Berita

Koordinator Komunitas Tionghoa Anti Korupsi (KomTak), Lieus Sungkharisma/Net

Politik

Lieus Sungkharisma: Soal Pancasila, Orang Tionghoa Harus Belajar Dari 5 Tokoh BPUPKI

SELASA, 30 JUNI 2020 | 19:40 WIB | LAPORAN: JAMALUDIN AKMAL

Belakangan ini masyarakat Indonesia digemparkan dengan aksi penolakan terhadap Rancangan Undang Undang (RUU) Haluan Ideologi Pancasila (HIP) yang sempat dibahas di DPR RI.

Penolakan RUU HIP itu bukan hanya datang dari umat Islam yang menyatakan menolak karena dinilai berbau membangkitkan komunisme di Indonesia. Sejumlah tokoh masyarakat Tionghoa juga turut bersuara dan menolak dilanjutkannya pembahasan RUU tersebut.
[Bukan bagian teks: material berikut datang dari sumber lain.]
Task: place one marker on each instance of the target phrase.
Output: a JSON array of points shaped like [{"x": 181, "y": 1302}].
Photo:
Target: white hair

"Usulan RUU HIP itu sangat kontra produktif dan sesungguhnya sangat tidak penting untuk dibahas," ucap Koordinator Komunitas Tionghoa Anti Korupsi (KomTak), Lieus Sungkharisma dalam keterangan rilisnya kepada Kantor Berita Politik RMOL, Selasa (30/6).
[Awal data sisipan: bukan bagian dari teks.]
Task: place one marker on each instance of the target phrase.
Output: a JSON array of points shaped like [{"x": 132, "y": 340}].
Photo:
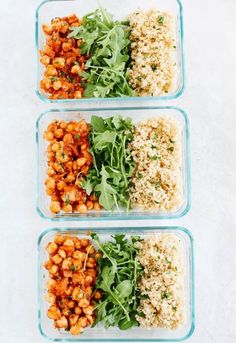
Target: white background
[{"x": 209, "y": 100}]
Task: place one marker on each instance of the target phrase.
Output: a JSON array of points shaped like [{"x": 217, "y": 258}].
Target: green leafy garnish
[
  {"x": 112, "y": 161},
  {"x": 119, "y": 273},
  {"x": 107, "y": 43}
]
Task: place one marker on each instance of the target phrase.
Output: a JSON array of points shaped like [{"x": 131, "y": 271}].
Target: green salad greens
[
  {"x": 113, "y": 166},
  {"x": 107, "y": 43},
  {"x": 118, "y": 277}
]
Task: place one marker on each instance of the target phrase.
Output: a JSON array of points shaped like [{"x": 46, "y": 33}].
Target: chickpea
[
  {"x": 66, "y": 47},
  {"x": 49, "y": 136},
  {"x": 83, "y": 303},
  {"x": 88, "y": 280},
  {"x": 59, "y": 62},
  {"x": 51, "y": 298},
  {"x": 46, "y": 83},
  {"x": 49, "y": 51},
  {"x": 75, "y": 69},
  {"x": 59, "y": 239},
  {"x": 58, "y": 168},
  {"x": 62, "y": 253},
  {"x": 55, "y": 206},
  {"x": 49, "y": 191},
  {"x": 79, "y": 255},
  {"x": 78, "y": 244},
  {"x": 84, "y": 242},
  {"x": 64, "y": 27},
  {"x": 68, "y": 139},
  {"x": 83, "y": 322},
  {"x": 48, "y": 265},
  {"x": 57, "y": 85},
  {"x": 97, "y": 295},
  {"x": 97, "y": 206},
  {"x": 62, "y": 322},
  {"x": 51, "y": 284},
  {"x": 88, "y": 310},
  {"x": 90, "y": 249},
  {"x": 71, "y": 304},
  {"x": 57, "y": 259},
  {"x": 45, "y": 60},
  {"x": 90, "y": 319},
  {"x": 67, "y": 263},
  {"x": 67, "y": 273},
  {"x": 76, "y": 329},
  {"x": 67, "y": 208},
  {"x": 50, "y": 183},
  {"x": 77, "y": 294},
  {"x": 91, "y": 272},
  {"x": 88, "y": 291},
  {"x": 66, "y": 311},
  {"x": 98, "y": 255},
  {"x": 54, "y": 269},
  {"x": 58, "y": 133},
  {"x": 77, "y": 95},
  {"x": 53, "y": 312},
  {"x": 78, "y": 264},
  {"x": 51, "y": 248},
  {"x": 47, "y": 29},
  {"x": 51, "y": 71},
  {"x": 50, "y": 172},
  {"x": 69, "y": 242},
  {"x": 82, "y": 208},
  {"x": 78, "y": 310},
  {"x": 61, "y": 185}
]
Menurut Lieus, terdapat tiga hal krusial yang ditengarai berpotensi mendegradasi Pancasila sebagai ideologi bangsa dalam RUU HIP tersebut.

Pertama, tentang adanya klausul Pancasila yang diperas menjadi Trisila dan Ekasila (Gotongroyong). Kedua, adanya Pasal 7 Ayat 2 yang menyebut "Ketuhanan yang Berkebudayaan" Yang dinilai akan menggantikan Sila Pertama Pancasila yakni Ketuhanan Yang Maha Esa.

Ketiga, dalam draf RUU HIP tersebut juga tidak dicantumkannya TAP MPRS XXV/1966 tentang Pembubaran Partai Komunis Indonesia (PKI) sebagai organisasi terlarang di seluruh wilayah negara Republik Indonesia, serta larangan terhadap setiap kegiatan untuk menyebarkan atau mengembangkan faham atau ajaran Komunis/Masxisme-Leninisme.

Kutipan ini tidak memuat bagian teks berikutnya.